她顿了顿,声音低沉而清晰,带着一种斩钉截铁的决绝:“那段婚姻,连同里面所有用金钱标价的东西,都让我感到窒息。我只想彻底地、干净地告别。拿走那些钱,会让我觉得还在那个循环里,还在被他用钱衡量和价值。我不要那样。”

陆柠停下了脚步,握着手机,久久无言。她听着闺蜜平静却坚定的声音,忽然间就明白了。这不是冲动,也不是犯傻,这是一种彻底的清醒和决绝。芸熙不是在赌气,她是真的想要重生,想要一个完全属于自己、不被任何过去阴影沾染的全新开始。

她放弃的不是巨额财富,而是捆缚她灵魂的最后一道枷锁。

心疼、敬佩、担忧……复杂的情绪在陆柠心中交织。她最终还是尊重了闺蜜的选择,只是声音里带着难以掩饰的忧虑:“我明白了……熙熙,只要你觉得值得,只要你开心就好。可是……你以后怎么办?你一个……你接下来有什么打算?”她差点脱口而出“你一个离婚女人”,又硬生生咽了回去。

“我准备离职。”周芸熙给出了一个让陆柠再次意外的答案。

“离职?你不教舞蹈了?”陆柠知道,舞蹈是芸熙从小到大的热爱,也是她在婚姻里唯一保留的、属于自己的一方小天地。

“教舞蹈很好,但那是过去的延续。我想彻底换条赛道,柠柠。”周芸熙的声音里,第一次注入了一种明确的、带着光亮的期待,“我想做点完全不一样的,只属于我周芸熙自己的事情。”

“什么赛道?”陆柠的好奇心被勾了起来,同时也隐隐为好友感到兴奋。
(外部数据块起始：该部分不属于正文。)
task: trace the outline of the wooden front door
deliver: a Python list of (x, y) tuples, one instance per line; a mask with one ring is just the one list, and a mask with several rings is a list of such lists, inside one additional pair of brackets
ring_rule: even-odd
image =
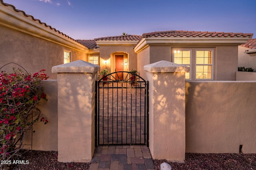
[[(124, 55), (115, 55), (115, 67), (116, 71), (124, 71)], [(119, 73), (116, 74), (116, 79), (119, 80), (123, 79), (123, 73)]]

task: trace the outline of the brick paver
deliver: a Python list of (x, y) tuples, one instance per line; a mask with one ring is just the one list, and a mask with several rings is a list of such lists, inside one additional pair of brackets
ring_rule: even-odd
[(154, 169), (148, 148), (138, 145), (98, 146), (90, 167), (90, 170)]

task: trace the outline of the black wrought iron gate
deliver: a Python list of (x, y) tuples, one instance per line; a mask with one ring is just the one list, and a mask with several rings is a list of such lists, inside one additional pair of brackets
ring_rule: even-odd
[(96, 93), (95, 146), (148, 146), (148, 81), (117, 71), (96, 81)]

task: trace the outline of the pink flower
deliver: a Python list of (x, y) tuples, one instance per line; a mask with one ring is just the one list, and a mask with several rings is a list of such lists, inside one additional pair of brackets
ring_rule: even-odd
[(33, 97), (33, 99), (35, 101), (37, 101), (38, 100), (38, 99), (37, 98), (37, 96), (34, 96), (34, 97)]
[(10, 139), (10, 137), (11, 136), (11, 134), (8, 134), (6, 135), (6, 136), (5, 136), (5, 138), (6, 139)]

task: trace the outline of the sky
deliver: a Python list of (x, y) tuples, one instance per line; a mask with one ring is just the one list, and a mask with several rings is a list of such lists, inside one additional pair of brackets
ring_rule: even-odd
[(175, 30), (256, 38), (256, 0), (3, 0), (75, 40)]

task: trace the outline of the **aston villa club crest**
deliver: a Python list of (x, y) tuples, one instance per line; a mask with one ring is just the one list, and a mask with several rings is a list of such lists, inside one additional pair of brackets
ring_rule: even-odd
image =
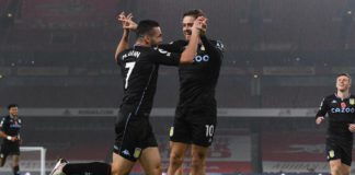
[(346, 103), (345, 102), (342, 102), (341, 103), (341, 106), (342, 106), (342, 108), (346, 108)]

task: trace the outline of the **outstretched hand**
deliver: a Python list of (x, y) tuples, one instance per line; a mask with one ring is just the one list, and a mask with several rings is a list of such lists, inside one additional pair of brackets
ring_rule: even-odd
[(199, 31), (201, 35), (206, 34), (207, 31), (207, 19), (204, 16), (199, 16), (195, 20), (193, 28), (196, 28)]
[(122, 28), (127, 31), (135, 31), (137, 28), (137, 23), (135, 23), (133, 19), (133, 14), (125, 14), (125, 12), (121, 12), (116, 18), (122, 23)]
这种主动寻求改变的状态,是过去的芸熙身上很少见的。

“你知道我的,”周芸熙的语调变得轻快了些,甚至带着一丝小小的雀跃,“我一直很喜欢做甜品。以前在黎家,厨房是厨师的领地,我连烤个饼干都像做贼一样,生怕被人笑话黎太太竟然亲自下厨。但现在,在我的小公寓里,我可以随便折腾。”

她仿佛能看到电话那头,芸熙眼睛亮起来的样子。

“我最近在观察我住的这附近。”周芸熙继续说道,“这里不是高档社区,但烟火气很浓,住了很多年轻的上班族和学生。我发现附近虽然有一些面包店,但卖的都是比较常规的款式,而且价格偏贵。晚上下班放学时段,人流量很大,很多人会买点吃的垫垫肚子。”

陆柠似乎猜到了什么,心脏砰砰跳:“所以……?”

“所以,”周芸熙深吸一口气,像是宣布一个重大的决定,带着破釜沉舟的勇气和一丝初生牛犊不怕虎的兴奋,“我想摆个甜品摊。就从最简单的开始,试营业我做的甜品。”

“摆摊?!”陆柠惊得差点咬到舌头。她想象了一下画面——她那个从小十指不沾阳春水、后来是养尊处优黎太太的闺蜜,系着围裙,在人来人往的街边,守着一个小摊子卖甜品?这画面冲击力太强了!

“熙熙,你……你想清楚了?摆摊很辛苦的,风吹日晒,还要跟城管斗智斗勇……而且,启动资金呢?你不是……”净身出户了吗?后面的话陆柠没忍心说出口。

“我想清楚了。”周芸熙的语气异常坚定,“辛苦我不怕,反而觉得踏实。至于启动资金……”她笑了笑,“你放心,我还没那么傻。黎斯辰这些年断断续续给我的钱,我自己用他给的副卡做的一些小投资,加上我教舞蹈的积蓄,虽然跟黎家的财富没法比,但支撑我摆个小摊,尝试一段时间,还是绰绰有余的。这是我自己的钱,我用得心安理得。”

她早就不是那个只能依附黎斯辰生存的藤蔓了。在那些无人知晓的深夜里,在一次次心冷之后,她悄无声息地为自己积攒着离开的资本。那些他随手给出的“补偿”,被她冷静地转化成了独立的底气。

陆柠听着她条理清晰的分析和规划,忽然间就释然了,甚至涌起一股自豪感。她的熙熙,真的不一样了。不是那个需要她时刻担心、保护的脆弱女孩了,而是一个有了清晰目标、并且愿意为之付出努力和勇气的独立女性。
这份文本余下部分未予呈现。